About This Chapter
In his writing on the history of the modern French prison system, Christian Carlier, frames the nineteenth century debates (held not just in France, but internationally) about the nature and purpose of penal institutions and the subsequent architecture and practices that should guide the building and administration of prisons in terms of two opposing schools of thought represented by the philanthropes on the one hand, and the doctrinaires on the other.
Broadly speaking it can be said that the philanthropes favored the more traditional religious approaches and attitudes toward prisons and prisoners that had characterized the last years of the Ancien Régime and the period of the Restoration. In this view, prisoners were to be the recipients of a level of charitable care and spiritual concern that always recognized their true, if flawed, humanity. Incarceration and the deprivation of liberty were seen in themselves to be sufficient punishment for criminal and anti-social behavior, and effective deterrents that would prevent most recidivism. The conditions of incarceration were to be strict and Spartan but always fair, proportional, and as humane as possible. Since prisoners were at the absolute mercy of their jailers, special care always needed to be taken to ensure the protection of inmates.

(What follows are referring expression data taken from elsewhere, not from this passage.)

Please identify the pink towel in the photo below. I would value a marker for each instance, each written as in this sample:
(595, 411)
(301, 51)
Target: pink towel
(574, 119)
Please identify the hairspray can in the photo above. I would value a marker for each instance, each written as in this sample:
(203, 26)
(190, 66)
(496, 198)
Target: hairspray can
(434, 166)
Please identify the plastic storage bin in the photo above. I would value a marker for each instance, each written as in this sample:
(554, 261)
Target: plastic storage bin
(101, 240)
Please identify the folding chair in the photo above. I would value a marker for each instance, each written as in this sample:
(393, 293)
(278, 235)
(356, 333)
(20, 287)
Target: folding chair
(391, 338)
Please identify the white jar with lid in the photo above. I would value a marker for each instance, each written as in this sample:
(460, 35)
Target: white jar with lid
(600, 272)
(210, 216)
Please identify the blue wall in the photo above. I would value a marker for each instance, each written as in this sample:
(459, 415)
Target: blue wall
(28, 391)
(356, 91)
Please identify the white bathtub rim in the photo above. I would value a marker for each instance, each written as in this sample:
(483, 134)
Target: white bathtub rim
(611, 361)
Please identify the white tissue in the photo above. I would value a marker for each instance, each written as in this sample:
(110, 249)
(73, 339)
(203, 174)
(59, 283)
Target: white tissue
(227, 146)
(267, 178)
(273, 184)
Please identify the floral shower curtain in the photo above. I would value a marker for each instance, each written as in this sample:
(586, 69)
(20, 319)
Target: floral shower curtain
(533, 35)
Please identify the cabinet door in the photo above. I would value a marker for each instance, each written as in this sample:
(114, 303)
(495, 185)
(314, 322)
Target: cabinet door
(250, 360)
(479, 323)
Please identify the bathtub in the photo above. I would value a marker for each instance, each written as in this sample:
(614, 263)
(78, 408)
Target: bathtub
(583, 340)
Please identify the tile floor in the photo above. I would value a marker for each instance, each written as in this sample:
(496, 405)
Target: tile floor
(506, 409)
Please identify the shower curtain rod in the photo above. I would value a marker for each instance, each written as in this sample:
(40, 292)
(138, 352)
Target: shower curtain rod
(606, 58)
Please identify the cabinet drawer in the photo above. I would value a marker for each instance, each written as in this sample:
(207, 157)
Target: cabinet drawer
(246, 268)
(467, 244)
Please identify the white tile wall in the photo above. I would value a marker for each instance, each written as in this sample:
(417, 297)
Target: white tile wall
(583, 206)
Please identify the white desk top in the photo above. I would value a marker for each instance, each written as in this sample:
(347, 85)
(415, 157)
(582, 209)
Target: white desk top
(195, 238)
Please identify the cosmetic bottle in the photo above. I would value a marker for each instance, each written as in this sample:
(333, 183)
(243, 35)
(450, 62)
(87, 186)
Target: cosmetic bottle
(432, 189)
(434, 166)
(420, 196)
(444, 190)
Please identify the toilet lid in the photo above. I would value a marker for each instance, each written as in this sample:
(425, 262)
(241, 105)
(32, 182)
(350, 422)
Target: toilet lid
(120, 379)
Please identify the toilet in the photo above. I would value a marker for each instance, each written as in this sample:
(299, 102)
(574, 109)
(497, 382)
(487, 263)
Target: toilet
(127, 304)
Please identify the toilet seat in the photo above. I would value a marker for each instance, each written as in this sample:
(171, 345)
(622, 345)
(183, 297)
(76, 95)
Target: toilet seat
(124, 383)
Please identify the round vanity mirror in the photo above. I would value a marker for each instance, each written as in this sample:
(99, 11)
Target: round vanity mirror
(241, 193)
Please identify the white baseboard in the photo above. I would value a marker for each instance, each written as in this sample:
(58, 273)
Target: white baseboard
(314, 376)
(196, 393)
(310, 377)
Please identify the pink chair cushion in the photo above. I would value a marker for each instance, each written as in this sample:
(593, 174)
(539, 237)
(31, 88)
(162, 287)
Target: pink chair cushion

It was thought that the creation of a religious atmosphere and space within a prison through the employment and spiritual activities of chaplains would help to sustain the redemptive, reformative, and protective functions of the institutions. It would also lead, eventually, to the employment of nuns within the prisons. During the nineteenth century, Saint-Lazare was “la prison la plus chère a la cœur des philanthropes. If indeed this is true, then it is just as true to say that Saint-Lazare as a prison des philanthropes was the prison most criticized and opposed by the doctrinaires.